Decentralized finance (DeFi) is a decentralized version of traditional finance. It allows users to borrow and lend money without relying on third parties. By eliminating the need for a central bank and clearinghouses, DeFi uses blockchain technology to enable peer-to-peer transactions.
DeFi allows users to create and manage their own decentralized applications, which differ from traditional banking, where you need to trust the bank to do things like hold your money, handle your credit card transactions, and even verify your identity. This is called a “trustless” system because there is no central authority. With DeFi, you can create and manage your own financial applications, which could be anything from a savings account to a lending platform. The goal is to provide financial services in a way that is transparent, fast, and cheap.

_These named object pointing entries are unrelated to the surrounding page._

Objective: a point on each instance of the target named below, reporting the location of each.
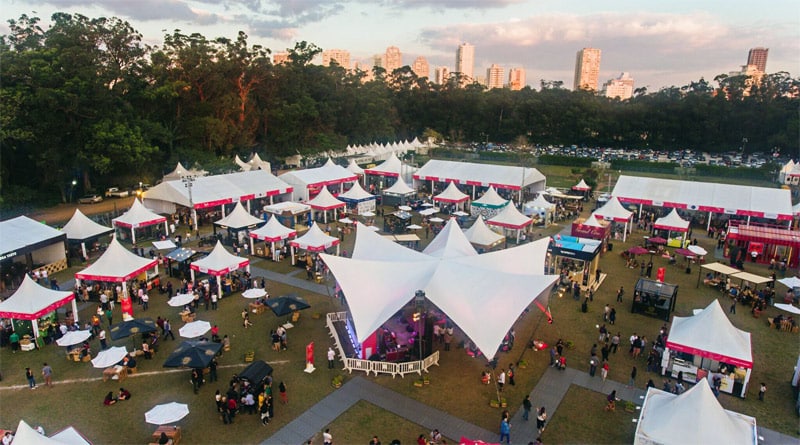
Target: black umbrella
(193, 354)
(133, 327)
(286, 304)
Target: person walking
(31, 379)
(47, 373)
(526, 407)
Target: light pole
(188, 182)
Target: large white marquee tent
(482, 294)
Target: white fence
(371, 366)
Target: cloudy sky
(661, 43)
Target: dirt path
(60, 214)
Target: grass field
(454, 384)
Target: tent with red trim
(219, 262)
(271, 232)
(139, 216)
(31, 301)
(710, 334)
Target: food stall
(706, 345)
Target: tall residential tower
(587, 69)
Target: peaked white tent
(695, 416)
(271, 232)
(488, 205)
(315, 240)
(139, 216)
(451, 242)
(81, 228)
(482, 294)
(359, 199)
(325, 201)
(728, 344)
(31, 301)
(613, 211)
(219, 262)
(510, 218)
(479, 234)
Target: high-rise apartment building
(758, 57)
(340, 56)
(621, 87)
(495, 75)
(392, 59)
(587, 69)
(279, 58)
(516, 79)
(441, 75)
(465, 61)
(421, 68)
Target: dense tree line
(86, 100)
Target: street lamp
(188, 182)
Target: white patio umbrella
(73, 337)
(787, 308)
(166, 413)
(697, 250)
(110, 357)
(180, 300)
(194, 329)
(254, 293)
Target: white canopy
(315, 240)
(356, 194)
(672, 222)
(481, 235)
(728, 344)
(499, 176)
(483, 294)
(704, 196)
(490, 199)
(31, 301)
(451, 194)
(510, 218)
(399, 188)
(695, 416)
(21, 235)
(273, 231)
(117, 264)
(219, 262)
(325, 201)
(239, 218)
(80, 227)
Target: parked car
(115, 192)
(90, 199)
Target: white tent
(695, 416)
(728, 344)
(81, 228)
(116, 264)
(325, 201)
(483, 294)
(219, 262)
(139, 216)
(708, 197)
(239, 218)
(488, 205)
(315, 240)
(481, 235)
(272, 232)
(613, 211)
(31, 301)
(510, 218)
(451, 195)
(311, 179)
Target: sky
(660, 43)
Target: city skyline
(662, 45)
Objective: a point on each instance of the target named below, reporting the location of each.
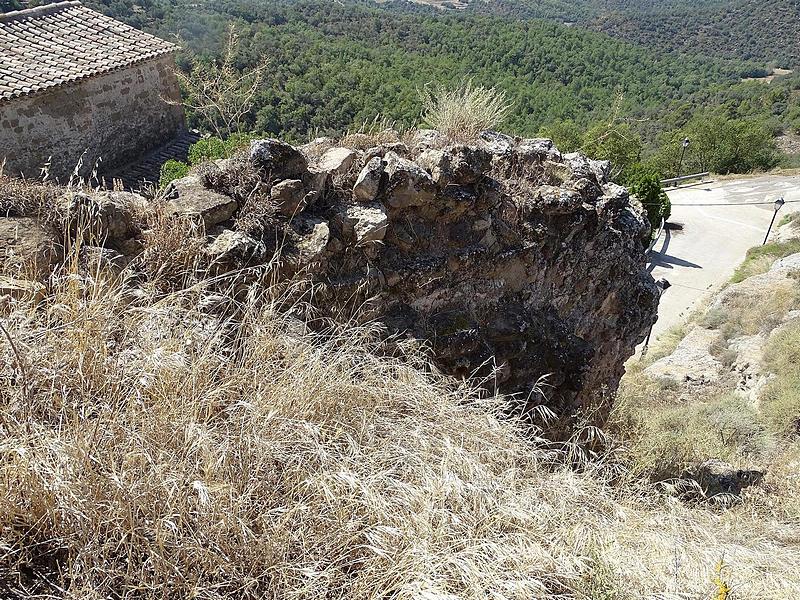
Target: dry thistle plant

While you can certainly use financial tools to lend, borrow, and trade from anywhere, a distributed financial database collects and aggregates data from all users in a manner that ensures the integrity of the data by ensuring a consensus among all the users about the value of the money in circulation.
How Does DeFi Work?
Decentralized finance is not like traditional finance. Traditional finance deals with centralized exchanges, where a single exchange operates, manages, and administers a large trading portfolio. On the other hand, DeFi uses distributed ledger technology, also known as the blockchain. The blockchain is an innovative way of organizing financial transactions and is a decentralized and secured database. There is a wide range of applications that run on the blockchain. Cryptocurrencies, such as Bitcoin, use it.
A distributed ledger is an unalterable record of a transaction. Other users must verify each transaction in a blockchain before it is accepted. If these people agree that a transaction is valid, the block is encrypted; a new block is created that has information about the previous block inside it. The blockchain records the history of transactions in chronological order in blocks.
The information in the database is kept hidden from anyone who wants to tamper with it. To prevent any changes in the information in previous blocks, the data is locked to the succeeding block. The result is that once the information in a blockchain is set, it cannot be altered. For this reason, the word “chain” is used to refer to the data structure that is shared by all users.
The Future Of DeFi
The idea of decentralized finance is still in its infancy. In fact, it is very early in its development. Its infrastructure is still being built. Thus, there are many obstacles to overcome, such as glitches, scams, and hacks. However, it has the potential to revolutionize how people manage their money and even how they access capital. It’s exciting because it will bring financial services back to consumers, giving them control over their money. It is the new generation of finance that allows for instant payments and offers low fees, making it ideal for consumers and merchants alike.
For DeFi to become a trusted and reliable way to store and transfer funds, there are still many open questions to be answered and many improvements to be made. But if DeFi succeeds, financial institutions may even decide to make money from the system, either directly or through a third party, and figure out a way to make money off of it.